Meta-Controller
The meta-controller manages multiple concurrent swarms simultaneously. It monitors resource allocation across swarms, rebalances overloaded agents, detects overflow conditions where a swarm is consuming disproportionate resources, and dynamically delegates tasks between swarms to maintain throughput and fairness.
How it works
The meta-controller operates as a supervisory process that sits above individual swarms. It has three core subsystems:
- Swarm registry — maintains a live index of all active swarms, their root agents, current agent counts, and resource consumption metrics. Every swarm registers itself on creation and deregisters on teardown.
- Resource monitor — polls the registry at a configurable interval and computes per-swarm token spend rate, agent count, and queue depth. If any swarm exceeds the
rebalanceThresholdon any metric, a rebalance is triggered. - Rebalancing — when a swarm is overloaded, the meta-controller can pause lower-priority agents within that swarm, migrate queued subtasks to an underutilized swarm, or reject new spawn requests until resource usage falls below the threshold.
Configuration
metaController:
enabled: true
maxConcurrentSwarms: 10 # Hard cap on simultaneously active swarms
rebalanceThreshold: 0.80 # Fraction of capacity that triggers rebalancing
overflowStrategy: queue # queue | reject | migrate
pollIntervalMs: 5000 # How often the resource monitor samples swarms
priorityField: metadata.priority # Agent field used for priority ordering during rebalanceThe overflowStrategy controls what happens when a swarm exceeds capacity:
| Strategy | Behavior |
|---|---|
queue | New spawn requests are held in a FIFO queue until capacity is available. Default. |
reject | New spawn requests beyond capacity are rejected with a 503 error. |
migrate | Queued subtasks are delegated to another swarm with available capacity. Requires compatible root agents across swarms. |
Swarm lifecycle
The meta-controller tracks swarms through four lifecycle stages:
- Create — A swarm is registered when its root agent receives its first task. The meta-controller assigns it an execution ID and begins monitoring. If
maxConcurrentSwarmsis already reached, the request is handled peroverflowStrategy. - Monitor — The resource monitor periodically samples each active swarm. Metrics are written to a rolling buffer used to compute the health scorecard for each swarm's constituent agents.
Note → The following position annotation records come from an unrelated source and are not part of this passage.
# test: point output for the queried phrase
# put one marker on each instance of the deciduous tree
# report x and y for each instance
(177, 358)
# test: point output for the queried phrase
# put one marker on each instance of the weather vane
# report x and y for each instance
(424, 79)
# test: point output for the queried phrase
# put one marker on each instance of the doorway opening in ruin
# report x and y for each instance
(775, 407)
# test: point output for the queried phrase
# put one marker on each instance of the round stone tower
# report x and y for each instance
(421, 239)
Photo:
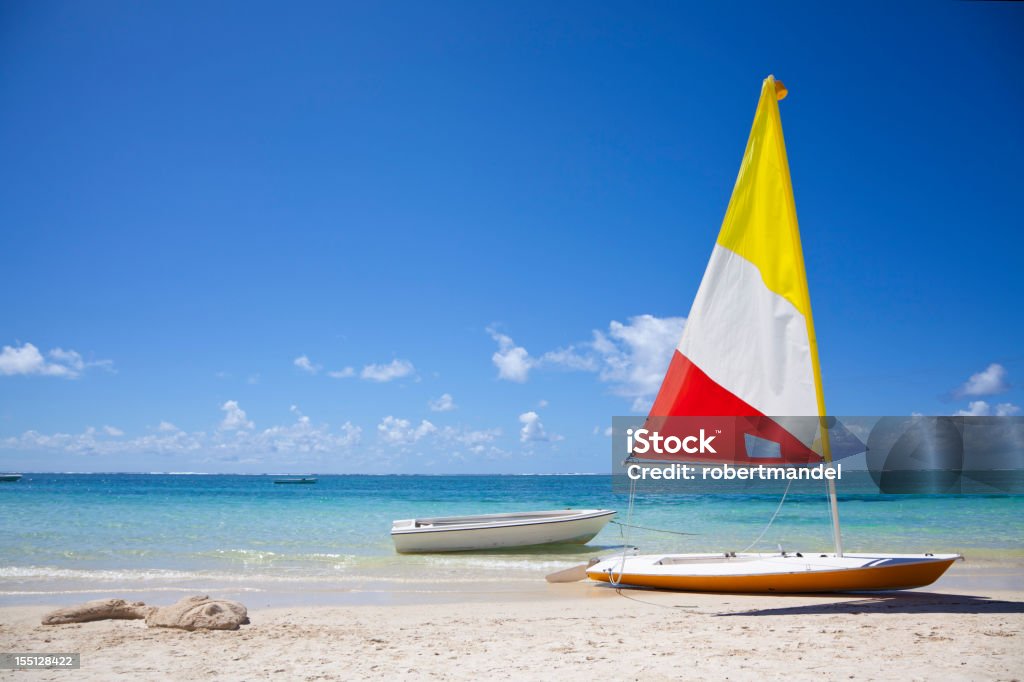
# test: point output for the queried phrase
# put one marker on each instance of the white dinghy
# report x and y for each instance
(462, 534)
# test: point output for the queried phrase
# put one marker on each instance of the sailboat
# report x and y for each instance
(749, 351)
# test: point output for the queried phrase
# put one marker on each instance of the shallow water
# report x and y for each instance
(167, 533)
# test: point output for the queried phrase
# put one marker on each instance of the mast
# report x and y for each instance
(781, 91)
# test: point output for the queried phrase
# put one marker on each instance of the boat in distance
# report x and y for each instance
(464, 534)
(780, 572)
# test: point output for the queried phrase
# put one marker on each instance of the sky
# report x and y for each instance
(459, 238)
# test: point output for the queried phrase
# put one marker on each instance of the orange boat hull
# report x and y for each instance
(902, 577)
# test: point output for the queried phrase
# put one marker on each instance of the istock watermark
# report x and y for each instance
(863, 455)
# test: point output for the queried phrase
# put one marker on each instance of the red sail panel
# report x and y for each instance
(688, 392)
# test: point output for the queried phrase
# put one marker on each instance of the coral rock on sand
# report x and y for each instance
(100, 609)
(200, 613)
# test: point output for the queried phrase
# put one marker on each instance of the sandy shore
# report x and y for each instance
(564, 632)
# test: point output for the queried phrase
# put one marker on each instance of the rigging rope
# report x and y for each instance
(615, 582)
(772, 519)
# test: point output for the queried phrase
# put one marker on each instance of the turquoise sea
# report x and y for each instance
(99, 534)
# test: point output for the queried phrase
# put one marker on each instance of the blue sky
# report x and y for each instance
(511, 204)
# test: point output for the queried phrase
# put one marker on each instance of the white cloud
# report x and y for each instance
(396, 369)
(990, 381)
(26, 359)
(304, 364)
(476, 441)
(513, 361)
(532, 429)
(1007, 410)
(235, 417)
(400, 431)
(631, 357)
(982, 409)
(444, 403)
(976, 409)
(300, 437)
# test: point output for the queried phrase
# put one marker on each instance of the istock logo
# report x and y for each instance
(643, 441)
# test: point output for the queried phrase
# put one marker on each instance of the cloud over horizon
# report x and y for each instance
(631, 356)
(27, 360)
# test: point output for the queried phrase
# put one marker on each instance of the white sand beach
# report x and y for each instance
(574, 631)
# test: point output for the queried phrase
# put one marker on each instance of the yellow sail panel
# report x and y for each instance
(761, 221)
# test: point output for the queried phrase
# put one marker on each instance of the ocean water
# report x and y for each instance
(175, 533)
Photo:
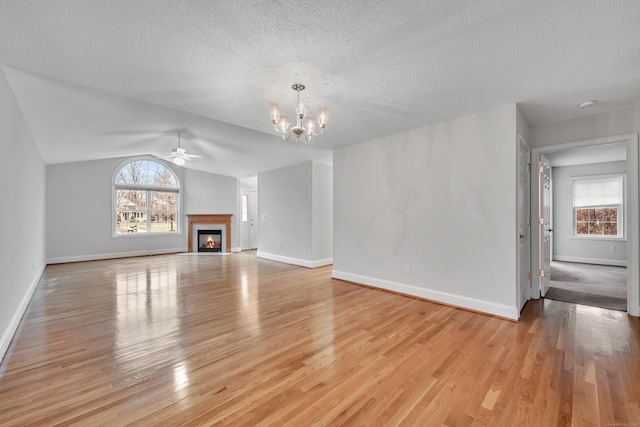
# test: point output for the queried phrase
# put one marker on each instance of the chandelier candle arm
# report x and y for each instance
(304, 124)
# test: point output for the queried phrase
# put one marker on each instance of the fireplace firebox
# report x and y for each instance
(209, 240)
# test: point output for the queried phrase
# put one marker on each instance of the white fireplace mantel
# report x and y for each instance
(199, 221)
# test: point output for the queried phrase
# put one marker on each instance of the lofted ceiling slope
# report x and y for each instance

- Rebalance — When a swarm breaches
rebalanceThreshold, the meta-controller pauses the lowest-priority sub-agents (bypriorityField) and redistributes their queued work. Rebalancing events are emitted on the event bus asswarm.rebalanced. - Teardown — When a swarm's root agent completes synthesis, the swarm is deregistered. Any child agents still running are terminated. Resources are released and the execution ID is archived for audit.
API endpoints
The meta-controller exposes a REST API for managing swarms:
# Create a new swarm (assigns an execution ID and registers with meta-controller)
POST /swarms
{
"rootAgentId": "orchestrator",
"task": "Audit the authentication module for security vulnerabilities",
"metadata": { "priority": 2 }
}
# List all active swarms with resource usage
GET /swarms
# Tear down a swarm and terminate all child agents
DELETE /swarms/:idThe GET /swarms response includes per-swarm agent count, token spend rate, queue depth, and current lifecycle stage. Use this endpoint to build dashboards or drive auto-scaling decisions.